Keine Sonderregelung für Babys

Wer aus der Erstaufnahmeeinrichtung verschwindet, verletzt seine Mitwirkungs- und Aufenthaltspflichten, machte Löschner klar. „Aber wir können und wollen sie nicht festhalten. Das sind freie Menschen.“ Derzeit sind 252 Asylbewerber in der Döbelner Erstaufnahmeeinrichtung im ehemaligen Werk von Autoliv untergebracht. Sie werden von 37 Mitarbeitern des Roten Kreuzes betreut. Mittlerweile wurden auch zwei Kinder geboren. Eine der Frauen soll in einer privaten Wohnung untergekommen sein. Löschner machte aber auch klar, dass Sonderregelungen für Leute mit Neugeborenen in Erstaufnahmeeinrichtungen eigentlich nicht vorgesehen sind. „Wir können das Verfahren beschleunigen, damit schnell eine Umsetzung in Einrichtungen der Landkreise erfolgen kann“, sagte er. Dort gebe es bessere Möglichkeiten, Schwangere und Kranke angemessen unterzubringen. Allerdings seien aufgrund der vielen Asylbewerber die Spielräume kleiner geworden, so Dieter Steinert von der Stabsstelle Asyl des Landratsamtes.

1 000 Leute pro Monat

Die Zahl der Asylbewerber steigt weiter. Steinert rechnet damit, dass der Landkreis Mittelsachsen allein im Januar rund 1000 Leute zugewiesen bekommt. Mittlerweile würden sogar beheizte Bushallen als Notquartiere in die Suche einbezogen. Steinert gab sich überzeugt, dass auch in den ländlichen Gebieten durchaus Asylbewerber untergebracht werden können. Bisher seien von den Bürgermeistern rund 450 Wohnungen unterschiedlicher Qualität gemeldet worden. Döbeln ist derzeit einer der Konzentrationspunkte mit einer überdurchschnittlichen Anzahl von Asylbewerbern. Rund 500 leben in der Stadt. „Und es werden mehr werden. Aber irgendwo müssen die Menschen hin“, so Oberbürgermeister Hans-Joachim Egerer.
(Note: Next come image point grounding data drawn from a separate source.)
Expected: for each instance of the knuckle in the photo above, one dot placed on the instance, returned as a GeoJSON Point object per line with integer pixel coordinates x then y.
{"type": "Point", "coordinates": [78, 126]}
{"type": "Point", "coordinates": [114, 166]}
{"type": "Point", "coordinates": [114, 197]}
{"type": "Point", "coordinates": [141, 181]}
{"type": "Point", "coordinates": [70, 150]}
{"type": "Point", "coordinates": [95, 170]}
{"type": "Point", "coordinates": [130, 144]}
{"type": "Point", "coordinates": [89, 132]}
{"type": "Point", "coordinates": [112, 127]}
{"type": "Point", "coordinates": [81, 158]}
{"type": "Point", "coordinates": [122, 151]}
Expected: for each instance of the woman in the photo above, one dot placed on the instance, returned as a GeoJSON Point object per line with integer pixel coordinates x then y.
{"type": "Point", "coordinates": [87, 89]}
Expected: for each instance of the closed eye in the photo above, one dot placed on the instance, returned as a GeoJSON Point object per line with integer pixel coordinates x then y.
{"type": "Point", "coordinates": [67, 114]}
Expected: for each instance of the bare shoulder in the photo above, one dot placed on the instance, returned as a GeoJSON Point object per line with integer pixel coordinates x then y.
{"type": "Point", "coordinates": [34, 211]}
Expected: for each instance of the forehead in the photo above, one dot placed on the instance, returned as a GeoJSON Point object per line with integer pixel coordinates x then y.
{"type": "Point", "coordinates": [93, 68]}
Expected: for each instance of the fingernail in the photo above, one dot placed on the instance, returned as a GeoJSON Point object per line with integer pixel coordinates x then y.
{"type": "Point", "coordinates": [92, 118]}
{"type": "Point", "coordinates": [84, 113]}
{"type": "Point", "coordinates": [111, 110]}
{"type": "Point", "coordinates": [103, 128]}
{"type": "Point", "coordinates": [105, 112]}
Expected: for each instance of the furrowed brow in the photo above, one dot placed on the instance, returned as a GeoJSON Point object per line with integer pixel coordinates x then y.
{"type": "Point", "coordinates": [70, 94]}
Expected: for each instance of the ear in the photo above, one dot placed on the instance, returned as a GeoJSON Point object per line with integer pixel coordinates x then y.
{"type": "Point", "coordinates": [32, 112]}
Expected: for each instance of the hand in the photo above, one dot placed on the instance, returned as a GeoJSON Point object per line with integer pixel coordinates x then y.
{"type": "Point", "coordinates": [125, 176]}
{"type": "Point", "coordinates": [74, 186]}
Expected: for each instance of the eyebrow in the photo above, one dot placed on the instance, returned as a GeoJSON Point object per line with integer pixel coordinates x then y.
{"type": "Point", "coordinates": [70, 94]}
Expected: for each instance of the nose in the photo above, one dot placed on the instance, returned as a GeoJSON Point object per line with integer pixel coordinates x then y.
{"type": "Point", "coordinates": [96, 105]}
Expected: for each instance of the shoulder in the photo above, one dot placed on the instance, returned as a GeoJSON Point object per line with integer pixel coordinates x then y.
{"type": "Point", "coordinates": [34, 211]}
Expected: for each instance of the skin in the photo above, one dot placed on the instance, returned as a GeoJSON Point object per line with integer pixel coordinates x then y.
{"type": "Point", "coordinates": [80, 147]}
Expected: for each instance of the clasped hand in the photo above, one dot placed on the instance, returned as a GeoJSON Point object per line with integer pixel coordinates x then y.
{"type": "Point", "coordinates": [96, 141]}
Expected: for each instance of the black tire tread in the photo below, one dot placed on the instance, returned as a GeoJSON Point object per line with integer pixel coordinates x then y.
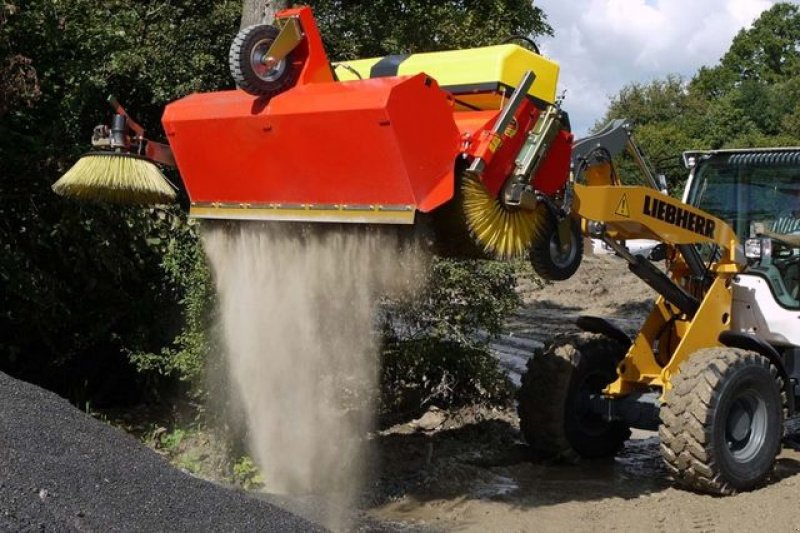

„Viele Bürger haben Angst, dass Schulen und Sporthallen belegt werden. Das ist das Letzte, was wir tun werden. Aber es ist auch nicht auszuschließen“, so Dieter Steinert. Er zweifelt nicht daran, dass die Aufgabe gelöst wird. „Aber wir müssen ehrlich sein. Es kann passieren, dass es zeitlich beschränkt Einschränkungen gibt.“ Durch beschleunigte Asylverfahren, Abschiebung und auch durch freiwillige Ausreise werde es aber eine Entspannung geben. „Da ist etwas in Bewegung“, so der Stabsstellenchef.

Eigentlich war das Forum im Döbelner Gymnasium als eine öffentliche Sitzung des kriminalpräventiven Rates der Stadt gedacht. Aber um Kriminalität ist es nicht gegangen – obwohl das eine der größten Ängste vieler Bürger ist. Gibt es mehr Kriminalität? Ein Trend sei nicht zu erkennen, sagte Döbelns Revierleiter René Wagner. „Es klauen Deutsche und Asylbewerber.“ Polizeieinsätze in der Erstaufnahmeeinrichtung und auch im Notquartier an der Bahnhofstraße seien bisher noch nicht nötig gewesen. Anders ist es im Heim an der Friedrichstraße, wo es ab und zu Streit zwischen alteingesessenen und neuen Asylbewerbern gibt.

Kein Zutritt zu Erstaufnahme

Die Hilfsbereitschaft vieler freiwilliger Helfer ist ungebrochen. Und auch die Spendenbereitschaft ist hoch – das Lager von „Willkommen in Döbeln ist gut gefüllt. Allerdings fehlen Socken, Unterwäsche, Schuhe und kleine Jacken für Männer. Auch Hygieneartikel werden noch gern genommen, sagte Ulla Otto. Manches Hilfsangebot kommt aber nicht an. Eine Bürgerin berichtete, dass eine Bekannte an der Erstaufnahmeeinrichtung abgewiesen wurde, als sie dort mit Malzeug auftauchte, um die Kinder zu beschäftigen. Kai Kranich vom Roten Kreuz macht klar, warum das so ist. „Es kommen nicht nur Menschen mit guten Absichten. Ein NPD-Abgeordneter wollte schon mal als Pfarrer verkleidet in eine Einrichtung hineinkommen.“ Das DRK arbeite vor allem mit den Netzwerken zusammen, um die Hilfe zu organisieren.